As we exited the train, these excellent T digital displays (complete with clocks) were just flipping from 11:00 to 11:01, flipping at the same time as my cell phone. Piece of cake. A very short walk to the busway, hop on the bus, and we will be home to see the painful report on the local news of our choice.
However, as we walked through the turnstiles, we could see the 77 bus passing through the busway. The bus was gone before the T-clocks flipped to 11:02. The next bus was 11:16. We were now stuck with a 14 minute wait for a bus.
The 74 bus to Belmont came through the busway. It was scheduled to leave at 11:00, and I am sure the half-dozen people who came off the 11:00 Red Line train and boarded the bus were delighted that their bus was three minutes late.
This gave me some time to stand there and play with the Mass Transit app, and I quickly did a little math. The 77 bus runs at a 13 minute interval, but the Red Line runs at a 12 minute interval. The loudspeakers in the station announced an inbound train, and an Alewife bound train came through at about 11:12. The people on that train wandered up to the bus platform. At 11:17, a 77 bus appeared in the busway and the people on the platform filled the bus.
Here’s my public policy question. If my iPhone can tell me the schedule, and the T technology can send an announcement that a train is entering the station, why can’t we bring the two technologies together to coordinate the buses with the trains?
First, let’s look at the 13 minute headway silliness on the 77 bus. If the trains run every 12 minutes, why do the buses run every 13 minutes? All this does is put the schedules so badly out of sync that some folks might be lucky and wait a minute or two for the bus, but others are condemned to a 12 minute wait.
If we put the bus on the same 12-minute headway, here’s the wonderful thing we can do. We can calculate the time the outbound train is scheduled to arrive at the station, add three minutes for the walk to the platform, and time the buses to provide an easy and convenient transfer.

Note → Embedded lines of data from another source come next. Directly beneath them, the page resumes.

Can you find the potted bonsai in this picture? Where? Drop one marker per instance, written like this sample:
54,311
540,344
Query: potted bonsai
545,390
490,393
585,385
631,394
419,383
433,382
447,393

Meanwhile, up at the bus layover area, the same computer that sends the notification to the passengers on the platform could also send a signal to the bus driver. Train leaves the station, buses are called, and they pick up the passengers who just walked off the train.
For the buses with longer headways, the buses could leave on a multiple of 12 (or the interval between trains). With this kind of coordination, an Arlington passenger could actually calculate whether the best option would be to connect with a 77 at Harvard, an 86 at Davis, or a 79 or 350 at Alewife. A Burlington-bound rider could actually calculate which outbound Red Line train he needed to be on to connect to the 350 at Alewife. A new Green Line station at Route 16 in Medford would be much more useful if buses to Arlington and Medford were coordinated.
And so it goes for the rest of the system. Quincy, Forest Hills, Wellington, Wonderland, all could be more transit-friendly, and less dependent on parking garages, if the buses were aligned to the trains.
It doesn’t seem to be a terribly difficult problem to solve. So why don’t we actually do this?